Facebook e la bufala del portachiavi spia

Scoppia l'ennesima bufala su Facebook: portachiavi distribuiti gratis nei parcheggi per monitorare le persone ed i loro spostamenti.
Scoppia l'ennesima bufala su Facebook: portachiavi distribuiti gratis nei parcheggi per monitorare le persone ed i loro spostamenti.

«ATTENZIONE!! In questi giorni nelle aree di parcheggio e nei distributori di benzina alcune persone vi regalano gratis portachiavi per la macchina o la moto, NON ACCETTATELI ASSOLUTAMENTE O BUTTATELI VIA: al loro interno c’è un microchip che segnala la vostra presenza in casa, quando uscite loro sono al corrente di dove vi troviate in quel preciso momento e possono entrare nella vostra abitazione senza preoccupazioni. Questa è l’ultima pensata di alcuni malviventi dell’Est Europa per fare furti nelle nostre case. Da fonte sicura…..». Molti, nel leggere questo messaggio, avranno immediatamente identificato la matrice del messaggio. Molti lo riconoscono, inoltre, avendolo già incontrato più e più volte su Facebook.
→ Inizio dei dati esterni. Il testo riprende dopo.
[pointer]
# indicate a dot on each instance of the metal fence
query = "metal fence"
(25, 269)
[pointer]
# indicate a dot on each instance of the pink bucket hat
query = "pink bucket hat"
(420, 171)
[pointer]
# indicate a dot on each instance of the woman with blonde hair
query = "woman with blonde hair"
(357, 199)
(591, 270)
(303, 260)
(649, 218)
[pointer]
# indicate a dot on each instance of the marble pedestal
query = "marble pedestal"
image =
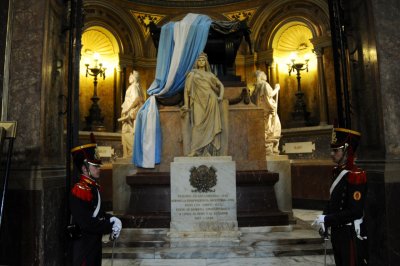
(203, 202)
(121, 190)
(283, 188)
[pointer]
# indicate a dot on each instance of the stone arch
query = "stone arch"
(118, 21)
(270, 18)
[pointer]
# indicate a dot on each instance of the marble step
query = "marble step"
(215, 252)
(254, 243)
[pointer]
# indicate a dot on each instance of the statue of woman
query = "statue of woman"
(133, 101)
(202, 95)
(264, 94)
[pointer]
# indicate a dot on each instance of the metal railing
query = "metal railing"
(8, 131)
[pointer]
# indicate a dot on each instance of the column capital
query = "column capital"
(321, 42)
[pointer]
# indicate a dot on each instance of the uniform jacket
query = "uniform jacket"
(347, 198)
(84, 200)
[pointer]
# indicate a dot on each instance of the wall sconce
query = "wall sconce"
(94, 121)
(300, 114)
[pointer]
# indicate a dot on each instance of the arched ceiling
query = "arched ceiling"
(182, 3)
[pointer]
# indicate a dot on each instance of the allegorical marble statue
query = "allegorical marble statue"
(264, 96)
(133, 101)
(203, 95)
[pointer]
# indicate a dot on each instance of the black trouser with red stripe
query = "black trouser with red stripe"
(344, 244)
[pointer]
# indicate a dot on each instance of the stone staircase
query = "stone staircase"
(151, 246)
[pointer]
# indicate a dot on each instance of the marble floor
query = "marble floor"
(297, 244)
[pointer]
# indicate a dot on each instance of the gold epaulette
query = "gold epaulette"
(357, 177)
(82, 191)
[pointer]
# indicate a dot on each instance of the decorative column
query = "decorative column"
(323, 114)
(319, 44)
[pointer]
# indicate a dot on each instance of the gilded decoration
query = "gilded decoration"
(203, 178)
(144, 20)
(241, 15)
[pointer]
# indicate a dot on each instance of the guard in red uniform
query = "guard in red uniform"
(87, 212)
(344, 213)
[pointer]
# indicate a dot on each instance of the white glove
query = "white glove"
(117, 226)
(320, 221)
(357, 227)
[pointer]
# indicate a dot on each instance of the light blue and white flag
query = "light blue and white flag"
(180, 45)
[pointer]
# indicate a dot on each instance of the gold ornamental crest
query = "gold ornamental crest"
(334, 138)
(203, 178)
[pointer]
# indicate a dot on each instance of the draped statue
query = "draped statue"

Scanso ai dubbi: è una bufala, l’ennesima bufala.

Una bufala che arriva anche in altre versioni ove ai “malviventi dell’Est Europa” è sostituita la dicitura “bande di Rumeni”: «Attenzione in questi giorni vengono distribuiti dei portachiavi da essere agganciati all’interno della vostra auto; le persone ve li offrono gratuitamente presso i parcheggi o i distributori di carburante….NON accettateli…essi contengono un microchip all’interno del gadget. Questi delinquenti poi vi seguono fino a casa e vengono a conoscenza dei vostri movimenti per poi effettuare intrusioni e furti. Secondo la Polizia, si tratta di bande di Rumeni».

Nessuno regala portachiavi se non per finalità promozionali e nessuno monitora gli spostamenti per entrare in casa durante la propria assenza: ci sono metodi molto più comodi e convenienti per i malintenzionati. Le finalità per cui nascano passaparola di questo tipo non sono facili da identificare, ma tra le maglie di un certo modo di leggere la rete vi si può identificare qualche dinamica distorta profondamente ancorata al senso della comunità.

Ormai lo schema è noto: un richiamo in lettere maiuscole, una notizia che ha sempre una dose di mistero, la scintilla dello stupore e qualcosa che possa toccare nell’intimo (in questo caso una spruzzata di razzismo, in altri casi la foto pietosa di un animale ferito). Il mix funziona con estrema puntualità: la condivisione scatta istantanea e la disinformazione diventa virale: un click del resto costa poco e sul network del chiacchiericcio la cosa passa tra le maglie di una propensione forte alla divulgazione.

Una bufala come tante altre, che vale la pena ricordare per mantenere viva la memoria storica delle futilità che milioni di italiani hanno collaborato a divulgare negli ultimi mesi:

Un click su “condividi” ed automaticamente si è gettato rumore di fondo sul social network. Una brutta figura per sé, tempo perso per gli amici, kudos regalati agli autori delle bufale. Chi condivide è parte del sistema e corresponsabile del triste passaparola innescato. Agli amici il dovere morale di farglielo notare.